Willis J. Brogden (October 18, 1877 – October 29, 1935) was a justice of the North Carolina Supreme Court from 1926 to 1935.

Born in Goldsboro, North Carolina, Brogden graduated from the University of North Carolina in 1898 and taught at the Fuller School in that city before moving to Durham, North Carolina, in 1901. Brogden continued teaching while reading law and taking night classes at Trinity University (now Duke University) to gain admission to the bar in 1907, after which he practiced law in several firms in Durham from 1907 to 1926. He was elected Mayor of Durham in 1911, serving two terms in that office.

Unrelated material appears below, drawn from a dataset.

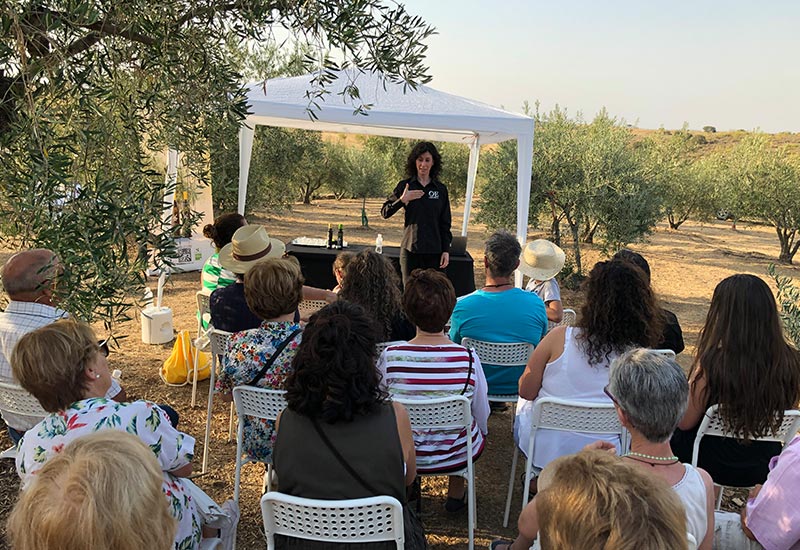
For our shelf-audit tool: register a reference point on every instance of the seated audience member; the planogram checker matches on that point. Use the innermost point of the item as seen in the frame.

In December 1925, Governor Angus Wilton McLean appointed Brogden to a seat on the North Carolina Supreme Court vacated by the resignation of Lycurgus R. Varser. Brogden was sworn in on January 2, 1926, and was reelected to the court in every subsequent election, continuing in office until his sudden illness and death in 1935. At the time of his death, he had expressed that he anticipated easily winning reelection in 1936.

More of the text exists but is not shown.